My mother died this afternoon, the culmination of over a year of health problems piling up, most stemming from her diabetes. The official cause is congestive heart failure.
It's more difficult to write this than it was to write about John's grandmother. My mother has gone through many different phases of her life, and I've been there for many of them. Who she was when she died was different from who she was three years ago, and that's different from who she was when I was a teenager, which is different from who she was when I was a child. Which Holly do I write about?
But even through the differences, there were some constants that transcended each phase, things that were definitively Holly. She was intelligent and not afraid to show it. She knew her own mind, and didn't let anyone tell her she couldn't do something that she wanted to do.

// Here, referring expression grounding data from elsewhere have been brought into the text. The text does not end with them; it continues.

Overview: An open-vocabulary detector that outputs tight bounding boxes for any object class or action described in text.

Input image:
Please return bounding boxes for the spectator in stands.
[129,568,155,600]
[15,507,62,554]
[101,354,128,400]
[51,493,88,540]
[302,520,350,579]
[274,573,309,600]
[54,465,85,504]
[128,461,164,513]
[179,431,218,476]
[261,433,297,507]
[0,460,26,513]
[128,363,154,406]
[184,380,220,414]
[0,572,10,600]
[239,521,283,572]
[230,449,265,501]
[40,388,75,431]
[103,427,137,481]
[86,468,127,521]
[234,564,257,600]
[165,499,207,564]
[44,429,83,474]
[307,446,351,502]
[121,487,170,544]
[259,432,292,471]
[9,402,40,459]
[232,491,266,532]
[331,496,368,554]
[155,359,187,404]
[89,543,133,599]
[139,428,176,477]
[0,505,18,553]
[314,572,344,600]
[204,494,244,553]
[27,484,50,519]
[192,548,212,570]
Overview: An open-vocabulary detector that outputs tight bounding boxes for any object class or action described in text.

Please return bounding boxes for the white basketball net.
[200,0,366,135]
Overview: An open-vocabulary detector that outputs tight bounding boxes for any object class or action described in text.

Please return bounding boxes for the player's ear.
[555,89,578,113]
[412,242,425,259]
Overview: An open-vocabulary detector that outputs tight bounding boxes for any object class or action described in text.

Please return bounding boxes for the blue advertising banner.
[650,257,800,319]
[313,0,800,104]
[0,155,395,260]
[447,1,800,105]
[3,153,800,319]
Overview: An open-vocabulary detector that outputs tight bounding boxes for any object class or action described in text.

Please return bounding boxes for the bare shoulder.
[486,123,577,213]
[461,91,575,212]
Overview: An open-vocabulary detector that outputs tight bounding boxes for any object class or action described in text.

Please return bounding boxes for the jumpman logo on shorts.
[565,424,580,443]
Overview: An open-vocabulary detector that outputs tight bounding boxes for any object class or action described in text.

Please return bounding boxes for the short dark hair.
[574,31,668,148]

Certainly, we've butted heads more than a few times; it's normal for any mother and daughter to do so, and with both of us being strong-willed, our clashes were frequent and loud. Still, we got over them (eventually), and managed to have a better relationship than any mother-daughter pair in my maternal line.
No one truly dies until everyone they touch dies. Holly lives on every time I grab a hammer or screwdriver (she taught me basic home maintenance) or pick up a needle (she taught me to embroider, and she tried to teach me to crochet as well), or every time I give someone a scathing look or a biting comment for telling me that I can't do something just because of where my genitals are located-- in every one of these, I am just like my mother.